LATIFA LAÂBISSI PRÉSENTE WHITEDOG, UNE RÉFLEXION CHORÉGRAPHIQUE SUR LA MINORITÉ

Du 14 au 16 novembre 2019, Latifa Laâbissi présente sa dernière création Whitedog. L’auditorium du Triangle – Cité de la danse prendra des airs de forêt post-apocalyptique afin d’aborder la minorité, l’identité et le folklore, des thématiques dans le prolongement des réflexions artistiques de la chorégraphe. Entretien avec Latifa Laâbissi.

LATIFA LAABISSI
LATIFA LAABISSI

Unidivers – Lors de votre passage au MoMa – Museum of Modern Art – (New-York) pour Self Portrait Camouflage (2017), une polémique pour “appropriation culturelle et suprématie blanche” a éclaté autour de la photographie de vous nue portant une coiffe indienne. De quelle manière cette histoire a inspiré, deux ans plus tard, le spectacle Whitedog ?

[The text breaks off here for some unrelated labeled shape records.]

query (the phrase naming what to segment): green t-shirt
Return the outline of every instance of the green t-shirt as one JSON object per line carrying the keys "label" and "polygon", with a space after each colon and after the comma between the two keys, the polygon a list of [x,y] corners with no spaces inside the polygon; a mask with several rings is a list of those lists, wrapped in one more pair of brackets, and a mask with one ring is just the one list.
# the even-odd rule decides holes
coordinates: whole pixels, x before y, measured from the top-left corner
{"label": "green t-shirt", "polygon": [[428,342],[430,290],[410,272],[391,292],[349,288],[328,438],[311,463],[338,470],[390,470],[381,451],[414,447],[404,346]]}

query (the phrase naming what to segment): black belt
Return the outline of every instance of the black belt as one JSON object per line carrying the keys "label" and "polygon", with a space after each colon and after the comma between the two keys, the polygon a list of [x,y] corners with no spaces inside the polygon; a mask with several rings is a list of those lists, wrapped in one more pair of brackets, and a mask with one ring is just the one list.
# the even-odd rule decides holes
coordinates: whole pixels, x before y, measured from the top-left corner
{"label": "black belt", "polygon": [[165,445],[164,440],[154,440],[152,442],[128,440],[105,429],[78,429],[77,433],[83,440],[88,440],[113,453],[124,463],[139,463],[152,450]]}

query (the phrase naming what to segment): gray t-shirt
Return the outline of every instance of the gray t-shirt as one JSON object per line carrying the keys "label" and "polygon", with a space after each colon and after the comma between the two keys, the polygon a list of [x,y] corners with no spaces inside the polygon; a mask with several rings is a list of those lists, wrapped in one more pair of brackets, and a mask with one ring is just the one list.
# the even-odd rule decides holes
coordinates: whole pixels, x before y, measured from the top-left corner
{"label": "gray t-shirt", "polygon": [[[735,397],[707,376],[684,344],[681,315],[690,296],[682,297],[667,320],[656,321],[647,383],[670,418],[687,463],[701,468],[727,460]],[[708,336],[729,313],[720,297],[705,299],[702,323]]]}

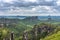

Latifa LaâbissiWhitedog n’est pas une réponse à cette polémique, mais cette histoire m’a conforté dans l’idée de continuer mes réflexions sur les questions de la minorité. Ce différend est arrivé par un jeu de désinformation, sur la base d’une photographie peu représentative du spectacle en lui-même. Self Portrait Camouflage abordait justement les questions du minoritaire.

Le spectacle Whitedog est une fiction, une métaphore où un groupe hétérogène forme une communauté un peu utopique sans être assigné à une ethnie particulière. Les quatre interprètes – dont moi – essaient de construire ensemble, malgré leurs différences, ce qui trace une sorte de rituel dans la nuit.

LATIFA LAABISSI
Self Portait Camouflage, Latifa Laâbissi (2017)

Unidivers – Vos spectacles sont nourris de multiples références extérieures à la danse – littérature, philosophie, cinéma, etc. Le livre Peaux blanches, masques noirs (1952) de William Lhamon a notamment aidé votre recherche artistique afin d’interroger la notion de folklore. Comment ces recherches servent votre processus créatif ?

Latifa Laâbissi – Ce livre m’a servi sur un point spécifique que William Lhamon problématise dans son ouvrage. Dans la première partie, il analyse les origines du black face et leur lieu d’ancrage dans les luttes des noirs américains aux États-Unis. Il déplie une théorie critique autour de la définition de la culture et du folklore : les folklores ont-ils une identité propre ? Appartiennent-ils à une culture, un territoire ? L’auteur aime à penser que le mot folklore se divise en deux parties : d’un côté le folk, la partie inadaptable, celle qui a besoin de son propre sol et de son identité afin d’exister ; de l’autre le lore, la partie mobile, en mutation permanente. Un peu comme la métaphore d’une plante. Une plante a besoin d’un sol en particulier, mais quand les graines s’envolent avec le vent, elles ont une capacité de muter dans un nouvel espace.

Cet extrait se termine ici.